O alvo deliberado do pessoal humanitário é uma violação do direito internacional. Civis e trabalhadores humanitários não devem ser alvo das partes no conflito armado. Nós instamos todas as partes a permitir que civis saiam com segurança das áreas com hostilidades em curso, e a garantir o acesso humanitário imediato, incondicional, seguro e sem entrave para entregar assistência àqueles que necessitam urgentemente em todo o Sudão. Repetiremos o nosso apelo às Forças Armadas Sudanesas, às Forças de Apoio Rápido e às suas milícias para que cessem imediatamente as hostilidades e mantenham suas obrigações em relação ao direito internacional humanitário, que inclui a obrigação de proteger civis e objetos civis – como também reiterado na resolução do Conselho de Segurança da ONU 2730 (2024). Mais uma vez, enfatizamos o caráter civil das agências humanitárias, a natureza neutra e imparcial de suas operações de salvamento de vidas, e a necessidade de elas operarem em todo o Sudão, independentemente da área de controle.

Este ataque representa mais um ataque mortal e inaceitável contra civis e trabalhadores humanitários desde o início deste conflito armado há dois anos, em flagrante desrespeito ao direito internacional humanitário. Nós lembramos às partes no conflito que cumprem suas obrigações de garantir a segurança do pessoal humanitário e seus recursos. Na última abril, a comunidade internacional condenou fortemente os ataques aos campos de Zamzam e Abu Shouk, que resultaram na morte de centenas de civis e pelo menos 12. Na semana passada, um hospital foi alvo em El Obeid, North Kordofan. Em várias ocasiões, os escritórios da ONU e das ONG em todo o país foram diretamente atingidos, incluindo o escritório do WFP em El Fasher apenas na semana passada. Estes são apenas alguns dos muitos ataques nos últimos dois anos que visam civis, trabalhadores e instalações, hospitais e infraestrutura civil crítica, que constituem violações diretas do direito humanitário internacional.

Deploramos todas as perdas de vidas civis resultantes de atos de guerra durante este conflito. Os ataques contínuos contra os trabalhadores humanitários não podem ser normalizados.

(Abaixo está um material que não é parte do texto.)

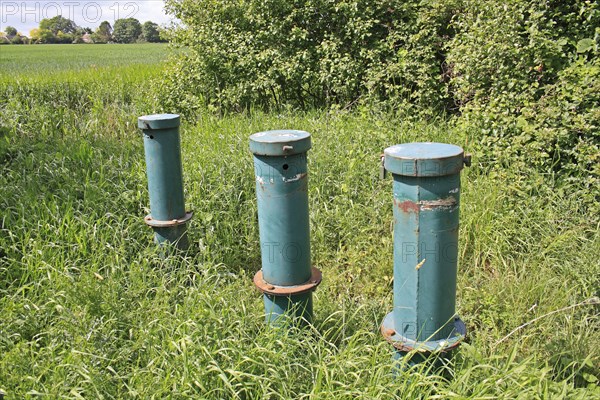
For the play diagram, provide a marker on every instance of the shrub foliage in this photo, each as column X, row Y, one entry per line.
column 522, row 75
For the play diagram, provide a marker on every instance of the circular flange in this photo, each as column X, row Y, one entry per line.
column 268, row 288
column 404, row 344
column 155, row 223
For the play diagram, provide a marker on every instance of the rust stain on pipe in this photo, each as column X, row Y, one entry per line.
column 447, row 203
column 407, row 206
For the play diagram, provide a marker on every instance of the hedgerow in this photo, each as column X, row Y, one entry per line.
column 521, row 75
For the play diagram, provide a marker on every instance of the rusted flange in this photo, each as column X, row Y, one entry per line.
column 431, row 346
column 268, row 288
column 155, row 223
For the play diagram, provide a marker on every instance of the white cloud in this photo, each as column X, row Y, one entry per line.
column 26, row 15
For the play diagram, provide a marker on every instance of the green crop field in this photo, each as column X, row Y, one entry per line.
column 89, row 309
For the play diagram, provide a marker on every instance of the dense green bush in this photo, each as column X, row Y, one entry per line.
column 526, row 77
column 308, row 53
column 521, row 75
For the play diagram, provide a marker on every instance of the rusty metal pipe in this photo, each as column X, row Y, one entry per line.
column 426, row 198
column 168, row 217
column 286, row 278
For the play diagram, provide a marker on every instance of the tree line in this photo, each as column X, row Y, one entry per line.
column 63, row 30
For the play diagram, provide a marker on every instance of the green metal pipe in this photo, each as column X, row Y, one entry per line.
column 286, row 278
column 426, row 194
column 162, row 148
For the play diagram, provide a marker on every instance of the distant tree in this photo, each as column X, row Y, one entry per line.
column 10, row 31
column 151, row 32
column 41, row 36
column 58, row 23
column 64, row 38
column 127, row 30
column 103, row 33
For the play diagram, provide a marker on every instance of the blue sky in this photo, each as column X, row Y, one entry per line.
column 26, row 15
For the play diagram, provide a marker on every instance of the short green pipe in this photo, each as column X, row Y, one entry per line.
column 162, row 148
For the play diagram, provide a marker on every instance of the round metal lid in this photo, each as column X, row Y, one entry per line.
column 280, row 142
column 159, row 121
column 424, row 159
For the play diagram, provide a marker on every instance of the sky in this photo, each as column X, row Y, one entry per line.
column 26, row 15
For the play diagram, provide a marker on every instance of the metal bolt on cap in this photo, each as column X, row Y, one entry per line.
column 286, row 278
column 426, row 197
column 162, row 148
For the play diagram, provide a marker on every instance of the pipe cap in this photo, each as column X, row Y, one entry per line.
column 424, row 159
column 280, row 143
column 159, row 121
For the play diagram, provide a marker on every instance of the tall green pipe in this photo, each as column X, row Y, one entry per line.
column 426, row 198
column 286, row 278
column 162, row 147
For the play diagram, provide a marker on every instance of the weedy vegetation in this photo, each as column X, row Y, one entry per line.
column 89, row 309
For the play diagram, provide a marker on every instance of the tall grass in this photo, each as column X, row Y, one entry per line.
column 90, row 310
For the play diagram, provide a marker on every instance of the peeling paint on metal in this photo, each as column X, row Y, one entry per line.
column 444, row 204
column 295, row 178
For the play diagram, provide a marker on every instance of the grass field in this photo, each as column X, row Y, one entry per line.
column 90, row 310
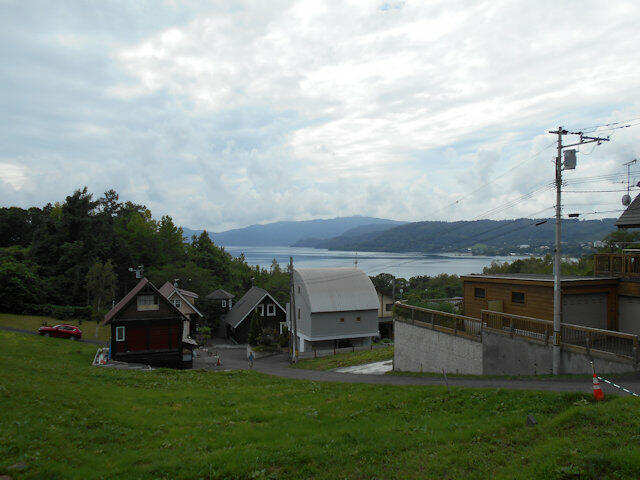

Essas violações graves e continuadas do direito humanitário internacional cometidas pelas partes em guerra são inaceitáveis e devem cessar imediatamente. Apoiamos o pedido do Secretário-Geral da ONU para uma investigação imediata e independente sobre este ataque e a responsabilização dos autores.

Estendemos nossas sinceras condolências às famílias e colegas dos mortos e daqueles que foram feridos enquanto trabalhavam para prestar assistência humanitária em condições extremamente perigosas.